Nada importa entonces porque o todo es nuevo o como si por primera vez los percibiera realmente en su nimiedad;  como si tener la cara de tonto significara volver al olvido y a la inocencia, sopesar de una forma más ligera el peso de las horas; entonces, no tiene la menor importancia tener los huesos deshechos o los dedos nadando en las aguas encharcadas del zapato porque no se pudo evitar la lluvia, tampoco me molestaré por el tufo esparcido a lo largo y a lo ancho del transporte.

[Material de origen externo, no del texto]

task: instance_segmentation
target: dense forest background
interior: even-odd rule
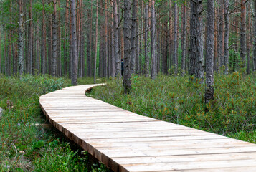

Para el tonto el mundo se mueve demasiado rápido para que se ponga a pensar en esos asuntillos sin importancia, para qué sufrir si la vida se va en un segundo.

Nada importa porque de un momento a otro estaremos en otro lugar, no hay mal que por bien no venga, además un rostro perdido y alegre puede refrescarnos la carga del día. Esos pequeños milagros nos salvan, nos reincorporan al mundo y es entonces cuando nos vemos sorprendidos, reflejados en las ventanas del metro o de las marquesinas de la calle con una sonrisa tonta que nos vuelve inmortales o niños y si cae un diluvio y andamos sin paraguas es mejor bailar bajo la lluvia y seguir el rumbo de nuestra tonteril sonrisa, al fin y al cabo tarde o temprano terminará de llover.